Per chi avesse voglia di leggere un libro in inglese:

http://www.underground-book.com/

Si parla di worm su VMS  :Wink: 

P.S. Io avevo iniziato a leggerlo sul Palm... poi ho avuto urgente bisogno bisogno di spazio sul mio (povero) m100 e così ho eliminato plucker... comuqnue dai primi capitoli merita parecchio!

P.P.S: mettere un tag [OT] nel subject del thred pare brutto?

----------

## pinguinoferoce

thx

cmq non sapevo la storia degli [ot]

----------

## bld

Irag potresti fornire qualche info su questo OS? Io ho letto da qualche parte che vax/vms e' stato usato dai siti *mil piu che altro, e costava parechio al epoca.

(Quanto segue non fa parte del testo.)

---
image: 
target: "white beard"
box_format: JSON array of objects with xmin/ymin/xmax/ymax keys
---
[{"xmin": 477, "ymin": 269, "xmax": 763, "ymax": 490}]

Ha trovato qualcuno un faq/paper con i comandi analogi di UNIX su VAX? Non so ne anche come fare "ls ; uname -a ; w ; ps auwx; mkdir"  :Razz:  cmq. vedo di documentarmi anche io!! e' molto fico  :Smile: )

----------

## rota

che carini .....  :Cool:   a chuando le nozze   :Question: 

----------

## fedeliallalinea

Ufff... io sono alla ricerca disperata di un processore alpha cosi' ci metto VMS. La mia ex scuola ne aveva diversi ma non sono mai riuscito a stuccarne uno  :Sad: .

----------

## pinguinoferoce

cercalo su e-bay

----------